La Edad Media es así
Osvaldo Bazán
No hay que ser católico practicante para saberlo, porque el aparato mediático de la institución que se basa en eso que nadie vio, que parece que ocurrió hace muchísimo tiempo y de lo que no hay una sola prueba científica, es lo suficientemente potente como para imponernos sus ideas. Sabemos que la Iglesia cree en algo tan extraño como la santísima trinidad –incomprobable–, pero no en el simple forro que se compra en el kiosco. Si el Papa se obnubila cada vez que habla del preservativo, ¿por qué en sus escuelas, anudadas a los Estados, enseñarían a faltarle el respeto a su autoridad? El colegio de Paraná es coherente cuando echa de sus filas a un inmoral de 15 años que tuvo el tupé de andar con un forro en el bolsillo. El que lo condena es el Papa, no el colegio que sólo sigue sus enseñanzas. Si un padre pone la educación de su hijo en manos de una institución de la Edad Media, no debería quejarse si lo echan a la hoguera.
No todos son iguales
Sergio Balardini (Especialista en Juventud de la Facultad Latinoamericana de Ciencias Sociales)

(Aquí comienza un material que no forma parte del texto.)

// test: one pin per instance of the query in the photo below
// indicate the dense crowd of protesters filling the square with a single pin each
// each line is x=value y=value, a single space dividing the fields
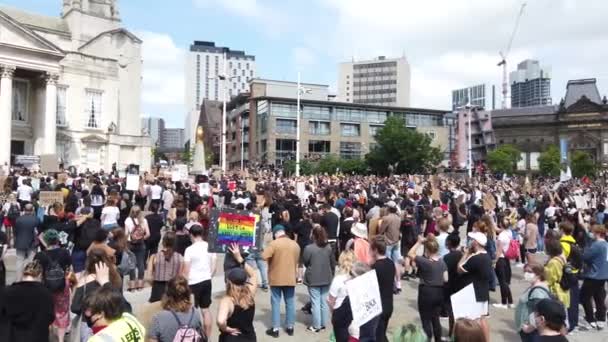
x=76 y=258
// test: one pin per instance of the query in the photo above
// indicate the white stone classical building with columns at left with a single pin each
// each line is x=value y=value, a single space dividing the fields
x=71 y=86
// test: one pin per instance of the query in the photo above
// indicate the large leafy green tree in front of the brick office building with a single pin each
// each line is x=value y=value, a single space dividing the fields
x=405 y=149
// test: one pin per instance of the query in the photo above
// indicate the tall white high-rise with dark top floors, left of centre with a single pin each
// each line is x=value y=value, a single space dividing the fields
x=204 y=62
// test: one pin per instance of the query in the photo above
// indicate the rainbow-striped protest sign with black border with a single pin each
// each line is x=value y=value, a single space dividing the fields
x=229 y=226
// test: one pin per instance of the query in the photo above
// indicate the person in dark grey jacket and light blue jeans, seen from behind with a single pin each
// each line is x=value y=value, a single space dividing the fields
x=320 y=263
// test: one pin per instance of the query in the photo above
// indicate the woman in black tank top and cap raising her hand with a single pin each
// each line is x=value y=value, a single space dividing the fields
x=237 y=308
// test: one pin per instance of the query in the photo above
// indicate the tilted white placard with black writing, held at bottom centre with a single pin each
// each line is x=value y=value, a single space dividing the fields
x=364 y=295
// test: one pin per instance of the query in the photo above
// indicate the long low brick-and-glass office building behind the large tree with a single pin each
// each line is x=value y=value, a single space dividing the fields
x=263 y=123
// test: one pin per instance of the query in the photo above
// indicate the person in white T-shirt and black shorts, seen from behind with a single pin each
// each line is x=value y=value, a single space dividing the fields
x=199 y=268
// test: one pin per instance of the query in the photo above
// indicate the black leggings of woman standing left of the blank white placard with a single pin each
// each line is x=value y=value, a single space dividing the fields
x=430 y=300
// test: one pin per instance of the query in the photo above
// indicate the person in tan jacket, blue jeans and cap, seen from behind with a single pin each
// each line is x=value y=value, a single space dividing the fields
x=282 y=255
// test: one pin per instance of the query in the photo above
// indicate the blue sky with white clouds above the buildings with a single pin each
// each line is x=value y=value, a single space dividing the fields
x=449 y=44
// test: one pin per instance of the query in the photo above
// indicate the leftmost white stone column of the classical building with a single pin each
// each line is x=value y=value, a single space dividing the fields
x=6 y=114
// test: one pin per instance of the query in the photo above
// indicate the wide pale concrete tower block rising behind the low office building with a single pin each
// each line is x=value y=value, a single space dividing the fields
x=382 y=82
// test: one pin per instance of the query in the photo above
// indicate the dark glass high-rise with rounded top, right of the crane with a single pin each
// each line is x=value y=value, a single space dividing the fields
x=530 y=85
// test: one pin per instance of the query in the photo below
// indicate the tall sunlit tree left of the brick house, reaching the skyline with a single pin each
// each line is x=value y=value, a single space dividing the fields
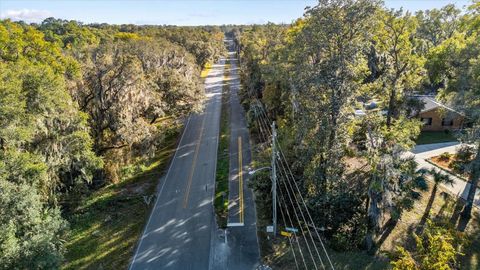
x=395 y=70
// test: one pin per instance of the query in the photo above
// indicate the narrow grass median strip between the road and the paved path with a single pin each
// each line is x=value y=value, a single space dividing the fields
x=223 y=159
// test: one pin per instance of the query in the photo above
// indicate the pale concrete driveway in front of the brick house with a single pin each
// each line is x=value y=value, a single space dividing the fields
x=425 y=151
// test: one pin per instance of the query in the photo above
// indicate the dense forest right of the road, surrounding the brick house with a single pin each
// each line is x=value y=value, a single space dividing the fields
x=312 y=75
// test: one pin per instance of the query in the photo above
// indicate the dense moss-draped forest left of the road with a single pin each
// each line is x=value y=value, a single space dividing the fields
x=77 y=103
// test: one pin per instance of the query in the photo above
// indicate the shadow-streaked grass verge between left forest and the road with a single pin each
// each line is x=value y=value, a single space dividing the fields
x=106 y=226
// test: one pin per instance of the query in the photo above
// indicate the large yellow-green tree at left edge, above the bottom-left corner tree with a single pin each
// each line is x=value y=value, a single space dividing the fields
x=37 y=113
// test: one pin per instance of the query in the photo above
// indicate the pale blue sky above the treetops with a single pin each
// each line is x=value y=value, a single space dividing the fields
x=180 y=12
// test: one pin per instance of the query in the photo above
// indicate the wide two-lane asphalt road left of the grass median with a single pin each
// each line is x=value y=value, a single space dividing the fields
x=181 y=228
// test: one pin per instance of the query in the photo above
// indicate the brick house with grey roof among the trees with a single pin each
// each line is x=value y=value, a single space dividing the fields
x=437 y=117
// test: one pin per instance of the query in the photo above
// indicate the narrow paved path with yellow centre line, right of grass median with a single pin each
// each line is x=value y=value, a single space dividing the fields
x=242 y=232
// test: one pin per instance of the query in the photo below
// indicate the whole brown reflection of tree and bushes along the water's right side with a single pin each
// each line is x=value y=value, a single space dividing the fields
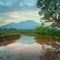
x=49 y=54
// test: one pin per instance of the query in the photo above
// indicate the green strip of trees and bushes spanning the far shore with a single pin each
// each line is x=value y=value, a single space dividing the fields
x=48 y=31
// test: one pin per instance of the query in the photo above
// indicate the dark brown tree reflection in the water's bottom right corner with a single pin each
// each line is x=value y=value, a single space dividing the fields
x=50 y=55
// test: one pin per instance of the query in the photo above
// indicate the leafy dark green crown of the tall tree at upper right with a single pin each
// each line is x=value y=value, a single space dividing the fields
x=50 y=9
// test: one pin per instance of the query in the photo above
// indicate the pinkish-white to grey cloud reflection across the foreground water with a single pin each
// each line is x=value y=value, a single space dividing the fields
x=20 y=51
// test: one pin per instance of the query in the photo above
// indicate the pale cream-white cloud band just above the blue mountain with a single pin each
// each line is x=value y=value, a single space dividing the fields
x=19 y=16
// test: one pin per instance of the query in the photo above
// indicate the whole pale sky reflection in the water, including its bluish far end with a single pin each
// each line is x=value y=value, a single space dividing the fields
x=22 y=50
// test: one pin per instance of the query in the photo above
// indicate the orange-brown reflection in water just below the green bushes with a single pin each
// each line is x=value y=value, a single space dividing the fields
x=48 y=41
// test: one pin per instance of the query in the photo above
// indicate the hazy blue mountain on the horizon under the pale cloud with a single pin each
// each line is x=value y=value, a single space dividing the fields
x=23 y=25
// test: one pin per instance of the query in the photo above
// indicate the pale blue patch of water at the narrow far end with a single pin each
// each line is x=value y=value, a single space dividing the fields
x=26 y=40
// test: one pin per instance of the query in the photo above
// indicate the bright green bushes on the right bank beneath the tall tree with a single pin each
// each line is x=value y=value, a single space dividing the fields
x=47 y=31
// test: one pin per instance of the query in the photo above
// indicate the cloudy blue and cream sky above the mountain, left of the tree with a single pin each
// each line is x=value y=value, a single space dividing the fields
x=18 y=10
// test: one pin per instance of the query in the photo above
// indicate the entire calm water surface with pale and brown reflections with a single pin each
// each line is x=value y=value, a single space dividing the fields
x=31 y=48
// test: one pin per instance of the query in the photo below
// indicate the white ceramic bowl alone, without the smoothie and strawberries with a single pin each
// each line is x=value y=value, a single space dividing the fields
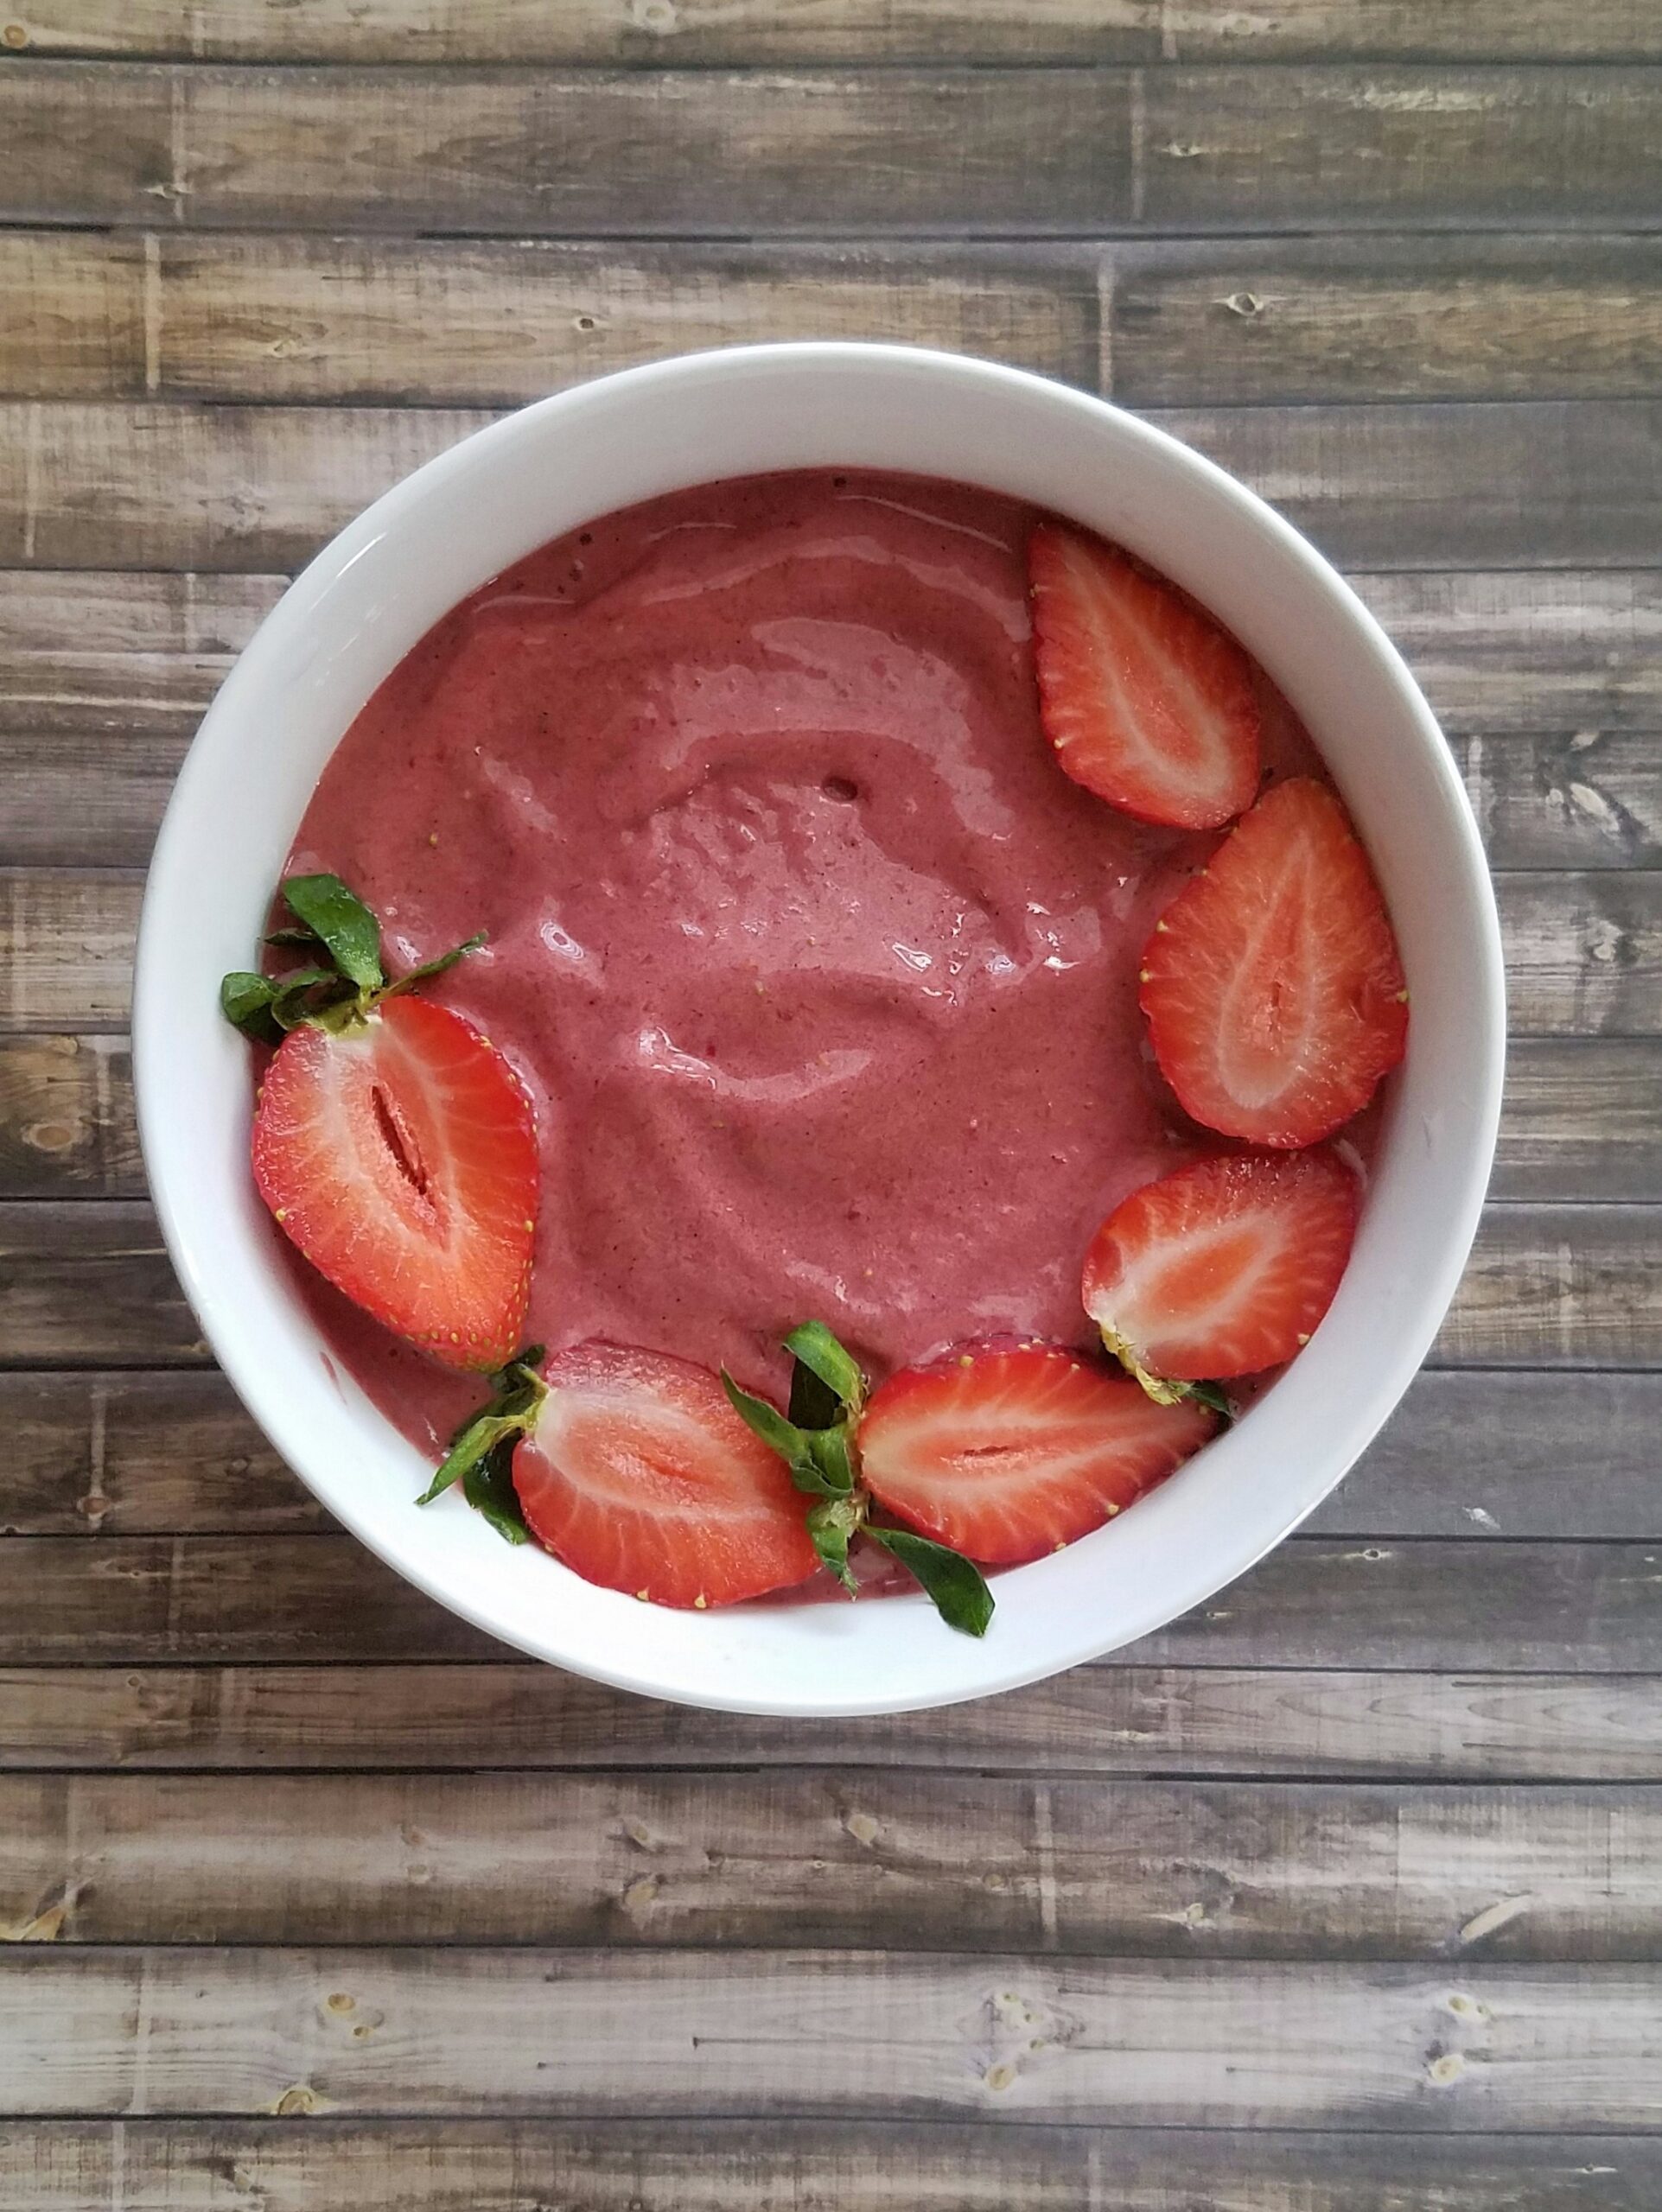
x=705 y=417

Trabajé muchas veces con monjas y sacerdotes, y no creo que haya que poner a todas las escuelas de la Argentina en una misma bolsa. Hay colegios con direcciones y autoridades religiosas que, sin dudas, actuarían de modo muy distinto de como lo hizo la institución de Paraná. Sin abandonar sus ideas religiosas, conversarían, darían la palabra y no elaborarían una respuesta de tipo reflejo, sino de índole reflexiva. Y aun si se tiene una idea extremista sobre el “no uso” del preservativo, tener uno en el bolsillo –como tenía este adolescente de un colegio– no es, estrictamente, señal de nada. Llevar un forro, más a los quince años, puede significar que buscás una valoración social entre pares, o que lo tenés para sugerir que mantenés relaciones aun cuando no sea así.